CMHC’s survey asked condo boards and property management businesses to provide information regarding the total number of units owned by individuals who reside outside of Canada. In 2014, foreign owned condo stock rose 2.4%, and the recent survey shows it increased to 3.3% in 2015. That’s nearly a whole percent, which is a very significant increase based on past trending figures.
Looking at the figures more closely, there may be a reason for this rapid increase. The initial expectations of foreign-owned condos were likely very low compared to the reality. Stock estimates of condo inventory ranging from September 2014 to September 2015 show an increase of foreign condo owners from 6,423 to 9,545. That’s a new growth rate of 49% – again a substantial increase in one year.
However, no one can pinpoint the exact year the 3,122 condos were purchased; the condos could have been bought in previous years as new preconstruction presales or even re-sales or assignments.

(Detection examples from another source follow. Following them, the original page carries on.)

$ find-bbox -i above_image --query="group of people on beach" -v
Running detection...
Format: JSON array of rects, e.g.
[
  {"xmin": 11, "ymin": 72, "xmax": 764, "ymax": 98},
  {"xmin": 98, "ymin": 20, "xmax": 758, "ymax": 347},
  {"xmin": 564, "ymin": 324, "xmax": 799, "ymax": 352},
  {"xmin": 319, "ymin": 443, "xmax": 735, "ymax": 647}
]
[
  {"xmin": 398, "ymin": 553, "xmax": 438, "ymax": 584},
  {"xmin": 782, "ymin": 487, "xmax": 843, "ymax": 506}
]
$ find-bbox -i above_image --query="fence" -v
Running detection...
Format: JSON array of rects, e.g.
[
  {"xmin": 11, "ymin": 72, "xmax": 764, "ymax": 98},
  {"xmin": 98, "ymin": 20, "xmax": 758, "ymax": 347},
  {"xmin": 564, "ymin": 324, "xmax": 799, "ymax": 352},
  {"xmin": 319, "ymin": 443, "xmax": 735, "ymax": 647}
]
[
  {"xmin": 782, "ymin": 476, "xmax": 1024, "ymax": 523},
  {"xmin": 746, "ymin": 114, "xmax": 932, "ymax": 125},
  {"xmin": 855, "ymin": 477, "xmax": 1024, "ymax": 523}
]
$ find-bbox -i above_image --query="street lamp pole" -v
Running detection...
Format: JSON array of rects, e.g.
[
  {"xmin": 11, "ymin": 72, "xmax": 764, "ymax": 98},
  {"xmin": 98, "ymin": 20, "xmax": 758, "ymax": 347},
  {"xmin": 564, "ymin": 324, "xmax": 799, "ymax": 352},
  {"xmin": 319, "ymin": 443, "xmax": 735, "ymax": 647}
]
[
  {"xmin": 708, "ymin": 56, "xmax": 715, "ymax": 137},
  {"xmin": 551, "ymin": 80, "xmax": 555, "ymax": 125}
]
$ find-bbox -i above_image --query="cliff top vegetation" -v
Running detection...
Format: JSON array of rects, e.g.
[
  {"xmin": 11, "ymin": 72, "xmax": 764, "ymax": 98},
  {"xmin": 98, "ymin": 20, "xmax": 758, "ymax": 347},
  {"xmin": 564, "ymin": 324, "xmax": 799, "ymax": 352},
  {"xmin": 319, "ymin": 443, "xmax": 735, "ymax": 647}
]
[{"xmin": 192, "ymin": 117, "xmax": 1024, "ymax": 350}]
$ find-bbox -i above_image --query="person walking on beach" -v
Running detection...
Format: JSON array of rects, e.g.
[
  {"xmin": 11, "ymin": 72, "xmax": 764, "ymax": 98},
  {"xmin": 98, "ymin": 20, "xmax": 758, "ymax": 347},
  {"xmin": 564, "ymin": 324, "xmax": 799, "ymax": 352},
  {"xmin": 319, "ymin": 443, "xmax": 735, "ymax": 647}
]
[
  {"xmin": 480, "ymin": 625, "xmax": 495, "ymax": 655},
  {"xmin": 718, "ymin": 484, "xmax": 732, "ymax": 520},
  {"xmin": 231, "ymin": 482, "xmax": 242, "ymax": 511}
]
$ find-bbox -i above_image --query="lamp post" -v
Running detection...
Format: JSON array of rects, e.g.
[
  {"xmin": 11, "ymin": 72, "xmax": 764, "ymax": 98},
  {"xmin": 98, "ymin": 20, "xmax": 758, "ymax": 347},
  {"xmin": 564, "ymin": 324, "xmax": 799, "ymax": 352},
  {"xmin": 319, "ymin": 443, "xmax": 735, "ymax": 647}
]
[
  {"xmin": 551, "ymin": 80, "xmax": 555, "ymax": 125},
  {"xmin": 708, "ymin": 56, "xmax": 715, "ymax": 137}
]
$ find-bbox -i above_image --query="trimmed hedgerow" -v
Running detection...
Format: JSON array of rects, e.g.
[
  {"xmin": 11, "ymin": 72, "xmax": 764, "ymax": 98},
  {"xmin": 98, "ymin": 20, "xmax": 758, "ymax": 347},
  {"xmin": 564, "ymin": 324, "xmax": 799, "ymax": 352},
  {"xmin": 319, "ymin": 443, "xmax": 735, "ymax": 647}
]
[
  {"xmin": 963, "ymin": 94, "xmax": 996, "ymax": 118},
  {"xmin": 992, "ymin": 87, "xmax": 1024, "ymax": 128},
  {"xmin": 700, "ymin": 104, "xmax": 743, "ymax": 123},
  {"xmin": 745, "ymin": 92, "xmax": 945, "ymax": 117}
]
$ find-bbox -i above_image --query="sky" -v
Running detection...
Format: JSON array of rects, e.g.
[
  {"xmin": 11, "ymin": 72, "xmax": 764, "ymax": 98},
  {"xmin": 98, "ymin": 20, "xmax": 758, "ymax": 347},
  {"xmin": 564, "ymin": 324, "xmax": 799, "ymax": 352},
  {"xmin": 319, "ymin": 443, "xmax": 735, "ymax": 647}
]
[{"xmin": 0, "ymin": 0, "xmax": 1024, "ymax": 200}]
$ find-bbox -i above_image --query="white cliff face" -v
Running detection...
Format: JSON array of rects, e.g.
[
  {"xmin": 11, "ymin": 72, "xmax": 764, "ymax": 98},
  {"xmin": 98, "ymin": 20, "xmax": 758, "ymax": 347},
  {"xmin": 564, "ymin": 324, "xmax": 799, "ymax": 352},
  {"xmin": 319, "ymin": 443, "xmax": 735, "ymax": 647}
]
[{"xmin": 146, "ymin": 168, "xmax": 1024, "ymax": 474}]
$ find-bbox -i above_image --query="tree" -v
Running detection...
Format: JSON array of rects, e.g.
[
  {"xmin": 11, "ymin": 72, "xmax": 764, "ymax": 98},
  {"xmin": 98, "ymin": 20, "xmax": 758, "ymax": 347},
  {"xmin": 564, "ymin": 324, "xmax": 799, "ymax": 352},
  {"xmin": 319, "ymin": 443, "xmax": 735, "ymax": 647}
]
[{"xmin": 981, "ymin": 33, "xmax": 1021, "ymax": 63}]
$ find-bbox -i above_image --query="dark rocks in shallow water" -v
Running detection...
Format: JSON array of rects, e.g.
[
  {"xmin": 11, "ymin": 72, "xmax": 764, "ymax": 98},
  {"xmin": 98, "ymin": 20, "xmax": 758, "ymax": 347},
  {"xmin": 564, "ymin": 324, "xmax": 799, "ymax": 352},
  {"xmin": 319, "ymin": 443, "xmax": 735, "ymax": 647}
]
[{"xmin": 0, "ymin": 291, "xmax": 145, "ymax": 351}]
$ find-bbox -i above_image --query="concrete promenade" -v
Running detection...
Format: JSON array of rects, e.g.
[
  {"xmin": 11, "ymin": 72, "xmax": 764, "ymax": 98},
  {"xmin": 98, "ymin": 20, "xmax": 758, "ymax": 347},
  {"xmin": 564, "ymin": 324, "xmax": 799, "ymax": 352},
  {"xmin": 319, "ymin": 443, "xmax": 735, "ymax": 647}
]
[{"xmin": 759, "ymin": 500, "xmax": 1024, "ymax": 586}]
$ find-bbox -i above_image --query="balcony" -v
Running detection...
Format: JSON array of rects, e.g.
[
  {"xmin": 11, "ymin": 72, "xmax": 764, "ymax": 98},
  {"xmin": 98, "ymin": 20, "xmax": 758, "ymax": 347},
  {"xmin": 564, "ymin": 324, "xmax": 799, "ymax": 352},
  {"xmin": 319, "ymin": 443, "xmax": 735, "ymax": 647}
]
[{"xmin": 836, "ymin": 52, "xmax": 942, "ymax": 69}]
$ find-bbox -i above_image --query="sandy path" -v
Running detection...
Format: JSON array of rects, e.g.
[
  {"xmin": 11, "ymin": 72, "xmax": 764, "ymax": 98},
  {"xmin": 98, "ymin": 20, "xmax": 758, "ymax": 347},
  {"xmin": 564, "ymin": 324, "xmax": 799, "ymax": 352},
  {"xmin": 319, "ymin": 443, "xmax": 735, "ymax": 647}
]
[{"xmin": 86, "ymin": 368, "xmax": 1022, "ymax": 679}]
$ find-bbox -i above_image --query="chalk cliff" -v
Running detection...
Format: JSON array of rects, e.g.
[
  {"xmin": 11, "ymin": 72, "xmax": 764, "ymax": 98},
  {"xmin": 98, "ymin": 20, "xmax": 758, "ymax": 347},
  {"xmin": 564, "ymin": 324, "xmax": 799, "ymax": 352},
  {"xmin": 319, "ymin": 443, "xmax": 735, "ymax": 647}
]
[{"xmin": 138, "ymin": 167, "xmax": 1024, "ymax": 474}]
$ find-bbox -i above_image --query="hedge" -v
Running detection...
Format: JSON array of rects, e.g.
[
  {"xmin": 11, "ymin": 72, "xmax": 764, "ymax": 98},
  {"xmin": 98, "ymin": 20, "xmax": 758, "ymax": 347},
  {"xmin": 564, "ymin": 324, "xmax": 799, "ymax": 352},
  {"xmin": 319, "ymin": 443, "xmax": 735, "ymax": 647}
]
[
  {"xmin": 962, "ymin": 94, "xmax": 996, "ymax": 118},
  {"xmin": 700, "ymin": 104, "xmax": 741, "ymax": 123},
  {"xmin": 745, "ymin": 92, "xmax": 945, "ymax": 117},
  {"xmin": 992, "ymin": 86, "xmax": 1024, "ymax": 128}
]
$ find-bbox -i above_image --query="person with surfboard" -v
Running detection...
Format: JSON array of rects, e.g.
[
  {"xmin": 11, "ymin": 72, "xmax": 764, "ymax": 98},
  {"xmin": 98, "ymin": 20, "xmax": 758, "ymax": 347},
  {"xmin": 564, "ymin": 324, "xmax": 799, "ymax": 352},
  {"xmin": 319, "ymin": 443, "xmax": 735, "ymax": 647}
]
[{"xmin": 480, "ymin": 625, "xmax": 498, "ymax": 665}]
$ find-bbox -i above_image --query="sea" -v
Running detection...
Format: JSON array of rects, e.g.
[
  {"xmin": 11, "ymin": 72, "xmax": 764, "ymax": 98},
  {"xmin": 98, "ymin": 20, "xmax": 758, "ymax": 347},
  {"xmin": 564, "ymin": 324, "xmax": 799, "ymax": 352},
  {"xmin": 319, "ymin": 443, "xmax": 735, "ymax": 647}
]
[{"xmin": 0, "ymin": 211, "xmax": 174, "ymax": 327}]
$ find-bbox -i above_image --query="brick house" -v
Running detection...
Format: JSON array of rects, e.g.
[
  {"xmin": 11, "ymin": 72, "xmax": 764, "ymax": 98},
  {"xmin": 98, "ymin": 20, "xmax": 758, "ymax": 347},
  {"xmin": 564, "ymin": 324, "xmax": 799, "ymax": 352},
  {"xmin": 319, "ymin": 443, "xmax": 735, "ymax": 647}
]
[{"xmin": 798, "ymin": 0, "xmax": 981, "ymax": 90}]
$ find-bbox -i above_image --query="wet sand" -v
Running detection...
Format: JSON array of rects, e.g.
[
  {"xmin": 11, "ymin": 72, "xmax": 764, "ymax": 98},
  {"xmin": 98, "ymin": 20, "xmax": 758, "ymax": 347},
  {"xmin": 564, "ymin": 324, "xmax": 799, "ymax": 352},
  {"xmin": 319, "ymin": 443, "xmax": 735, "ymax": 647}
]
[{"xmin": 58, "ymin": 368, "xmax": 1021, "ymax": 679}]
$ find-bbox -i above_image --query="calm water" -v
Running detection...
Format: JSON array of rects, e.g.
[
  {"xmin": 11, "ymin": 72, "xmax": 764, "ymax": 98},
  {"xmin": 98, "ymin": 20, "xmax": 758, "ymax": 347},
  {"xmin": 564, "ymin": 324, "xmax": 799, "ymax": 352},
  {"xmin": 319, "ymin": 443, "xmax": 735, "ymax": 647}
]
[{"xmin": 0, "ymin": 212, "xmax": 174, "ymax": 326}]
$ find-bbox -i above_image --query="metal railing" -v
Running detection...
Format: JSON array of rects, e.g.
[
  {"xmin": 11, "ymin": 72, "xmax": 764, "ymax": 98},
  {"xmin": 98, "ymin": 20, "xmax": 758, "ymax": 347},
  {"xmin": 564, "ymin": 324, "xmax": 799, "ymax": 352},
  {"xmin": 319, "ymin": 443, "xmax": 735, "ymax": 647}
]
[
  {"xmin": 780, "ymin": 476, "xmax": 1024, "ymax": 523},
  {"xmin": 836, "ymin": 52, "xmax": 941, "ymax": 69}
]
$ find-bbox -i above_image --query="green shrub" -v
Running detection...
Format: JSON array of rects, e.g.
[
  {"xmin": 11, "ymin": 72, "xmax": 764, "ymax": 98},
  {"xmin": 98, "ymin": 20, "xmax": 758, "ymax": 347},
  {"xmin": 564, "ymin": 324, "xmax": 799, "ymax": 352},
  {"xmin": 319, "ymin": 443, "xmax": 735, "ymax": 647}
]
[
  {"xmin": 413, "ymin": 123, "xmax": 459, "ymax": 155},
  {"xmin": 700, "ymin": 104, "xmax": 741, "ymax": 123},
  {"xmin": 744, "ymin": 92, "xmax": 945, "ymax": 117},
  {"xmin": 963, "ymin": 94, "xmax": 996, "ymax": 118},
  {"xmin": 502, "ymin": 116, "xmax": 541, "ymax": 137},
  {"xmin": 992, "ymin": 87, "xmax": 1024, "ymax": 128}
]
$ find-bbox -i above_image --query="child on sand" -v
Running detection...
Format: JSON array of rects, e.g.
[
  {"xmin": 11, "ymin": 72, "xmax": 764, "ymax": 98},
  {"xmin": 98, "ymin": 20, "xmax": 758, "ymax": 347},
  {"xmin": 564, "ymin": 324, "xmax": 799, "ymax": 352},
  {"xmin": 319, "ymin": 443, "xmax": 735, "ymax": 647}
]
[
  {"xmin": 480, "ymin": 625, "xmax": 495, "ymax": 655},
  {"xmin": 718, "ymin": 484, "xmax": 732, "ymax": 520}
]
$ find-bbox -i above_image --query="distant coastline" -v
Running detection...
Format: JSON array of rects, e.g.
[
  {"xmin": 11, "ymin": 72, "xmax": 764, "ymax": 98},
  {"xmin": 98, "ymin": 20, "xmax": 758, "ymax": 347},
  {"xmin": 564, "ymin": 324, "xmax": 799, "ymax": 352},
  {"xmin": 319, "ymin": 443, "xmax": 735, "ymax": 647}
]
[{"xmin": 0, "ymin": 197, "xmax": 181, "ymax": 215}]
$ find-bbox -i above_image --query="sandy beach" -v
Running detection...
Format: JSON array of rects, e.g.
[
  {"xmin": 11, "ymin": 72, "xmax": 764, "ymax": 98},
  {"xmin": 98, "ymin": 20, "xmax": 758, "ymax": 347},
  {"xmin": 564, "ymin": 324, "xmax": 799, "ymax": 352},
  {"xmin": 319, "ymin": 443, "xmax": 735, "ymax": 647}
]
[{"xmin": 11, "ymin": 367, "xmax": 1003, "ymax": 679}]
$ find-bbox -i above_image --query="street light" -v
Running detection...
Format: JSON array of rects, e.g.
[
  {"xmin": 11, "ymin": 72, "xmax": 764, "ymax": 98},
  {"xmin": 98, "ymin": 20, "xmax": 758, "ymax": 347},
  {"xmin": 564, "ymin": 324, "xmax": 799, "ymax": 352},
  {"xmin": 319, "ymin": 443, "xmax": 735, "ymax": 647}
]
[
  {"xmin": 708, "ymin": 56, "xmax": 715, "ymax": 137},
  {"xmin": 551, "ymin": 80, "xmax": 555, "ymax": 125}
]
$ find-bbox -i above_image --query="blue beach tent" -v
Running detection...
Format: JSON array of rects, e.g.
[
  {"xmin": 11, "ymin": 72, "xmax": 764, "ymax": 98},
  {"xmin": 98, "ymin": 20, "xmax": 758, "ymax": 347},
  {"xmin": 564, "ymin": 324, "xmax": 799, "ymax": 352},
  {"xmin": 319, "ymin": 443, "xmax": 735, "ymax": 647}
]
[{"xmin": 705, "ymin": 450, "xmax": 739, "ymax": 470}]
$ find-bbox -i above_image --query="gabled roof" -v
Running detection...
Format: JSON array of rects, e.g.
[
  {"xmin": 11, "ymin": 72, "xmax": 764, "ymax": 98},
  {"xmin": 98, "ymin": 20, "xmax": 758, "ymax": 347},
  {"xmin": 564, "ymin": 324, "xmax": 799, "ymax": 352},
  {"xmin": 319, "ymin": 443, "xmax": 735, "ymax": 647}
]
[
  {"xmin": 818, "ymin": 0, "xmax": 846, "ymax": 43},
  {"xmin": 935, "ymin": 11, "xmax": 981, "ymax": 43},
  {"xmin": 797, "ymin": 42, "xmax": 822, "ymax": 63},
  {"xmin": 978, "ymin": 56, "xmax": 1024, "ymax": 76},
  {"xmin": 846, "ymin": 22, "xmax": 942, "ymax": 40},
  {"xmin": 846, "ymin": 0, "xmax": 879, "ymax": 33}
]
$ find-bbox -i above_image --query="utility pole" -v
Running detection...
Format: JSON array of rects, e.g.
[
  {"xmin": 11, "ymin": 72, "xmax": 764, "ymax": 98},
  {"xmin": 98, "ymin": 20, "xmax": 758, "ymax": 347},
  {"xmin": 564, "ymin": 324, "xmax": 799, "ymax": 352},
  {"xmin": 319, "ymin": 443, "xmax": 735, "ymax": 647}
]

Looking at the data, it’s clear there was a rise of foreign ownership when for example Vancouver’s condo real estate foreign ownership reached 21,600 units – a record high in 2015.
Looking deeper at the net data gain, you can assume that most of this increase occurred due to a great number of projects finally all coming to completion at the same time.
This can be traced back to the high number of condo presales occurring in 2011. Condo sales were 50% higher than the average over the last ten years. In 2011, price growth grew up to 10%, a double increase from the average standing of 5%. This steers us to believe there was an external influence on the market.
From the high volume of condo sales in 2011, 4-5 years later, we begin to see foreign demand clearly as projects complete. However, it’s still unclear what foreign owners’ intentions are with their condos. There are many different options available for foreign owners – renting out to international students, waiting to sell in the future, or occupying them with families. There haven’t been any negative repercussions on the market as of yet.
One thing we can assume is they are purchasing long-term. With only moderate appreciation rates and a small percentage of condos being listed for sale in newly completed projects, they aren’t interested in short-term investments. After all, foreign owners invested 35% in presale deposits, and they continue to receive a large amount of equity with increasing market prices.
We also know in Toronto, a building’s age is important for foreign owners. They aren’t purchasing condominiums in old buildings. In 2014, data revealed 1.6% of foreign individuals owned condos that were built before 1990. That number increased to 6% for buildings built after 2010 – nearly quadruple the ownership of older developments.
Many believe the number of condos owned by foreigners will continue to rise. Canada’s low dollar has certainly played a key role in the market boom, and the margin will continue to increase for newer condos.